La decisione del Tar – A distanza di sette mesi dal ritorno in libertà dell’ufficiale, il tribunale amministrativo ha indicato all’Amministrazione dell’Arma dei carabinieri la necessità di rivedere la precedente decisione alla luce degli elementi emersi negli ultimi mesi, a partire dalla scarcerazione del colonnello. Un pronunciamento che apre la strada al rientro in servizio di Cagnazzo, dopo il secondo stop della Corte di Cassazione alle misure cautelari.
La scarcerazione e il Riesame – Nel maggio 2025, a otto mesi dall’arresto, Cagnazzo era tornato in libertà per effetto della decisione del tribunale del Riesame, che aveva annullato l’ordinanza con cui il giudice per le indagini preliminari di Salerno aveva disposto misure cautelari nei confronti di quattro indagati. Oltre all’ufficiale, i provvedimenti riguardavano l’imprenditore Giuseppe Cipriano, l’ex collaboratore di giustizia Romolo Ridosso e l’ex carabiniere Lazzaro Cioffi. Per quest’ultimo, le accuse relative a questa vicenda sono cadute, pur restando detenuto per un residuo di pena legato ad altre condanne.
L’arresto del 2024 e l’indagine – Il 2024 aveva segnato una svolta improvvisa nell’inchiesta: a novembre, su impulso della Direzione distrettuale antimafia di Salerno, Cagnazzo era stato arrestato dopo un’accelerazione investigativa che aveva portato a una serie di misure cautelari. Prima di allora, il suo nome era comparso per tre volte nel fascicolo d’indagine, senza conseguenze. All’epoca dell’omicidio di Vassallo, avvenuto nel 2010 ad Acciaroli, l’ufficiale si trovava sul posto, località che frequentava abitualmente durante le estati, mentre la sua base operativa era il comando del Nucleo investigativo di Castello di Cisterna, divenuto negli anni uno dei più produttivi a livello nazionale. Secondo l’accusa, il suo operato avrebbe ostacolato le indagini per garantire l’impunità di alcuni responsabili.

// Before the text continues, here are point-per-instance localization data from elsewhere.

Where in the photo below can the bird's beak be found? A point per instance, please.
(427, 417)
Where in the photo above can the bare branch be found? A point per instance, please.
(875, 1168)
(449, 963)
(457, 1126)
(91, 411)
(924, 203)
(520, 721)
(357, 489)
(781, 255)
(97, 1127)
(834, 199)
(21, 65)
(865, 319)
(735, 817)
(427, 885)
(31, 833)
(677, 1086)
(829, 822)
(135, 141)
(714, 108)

La difesa e le motivazioni – A difendere Cagnazzo è stata l’avvocata Ilaria Criscuolo, che al momento della scarcerazione aveva sottolineato come “sembra emergere una certa carenza del quadro indiziario tale da incidere anche sui gravi indizi di colpevolezza”. Una valutazione richiamata anche nell’ordinanza del Tar del Lazio, sezione prima bis, che ha accolto il ricorso dell’ufficiale dopo i due pronunciamenti della Corte di Cassazione, l’ultimo dei quali nel dicembre 2025.
Il procedimento penale – Sul fronte giudiziario, la vicenda resta aperta. Il procedimento è ancora nella fase di udienza preliminare e il prossimo passaggio è fissato per il 30 gennaio, quando è attesa la decisione sulla richiesta di rinvio a giudizio avanzata dalla Procura di Salerno anche nei confronti di Giuseppe Cipriano, Romolo Ridosso e Lazzaro Cioffi. Una data che potrebbe risultare decisiva per il futuro processuale dell’inchiesta.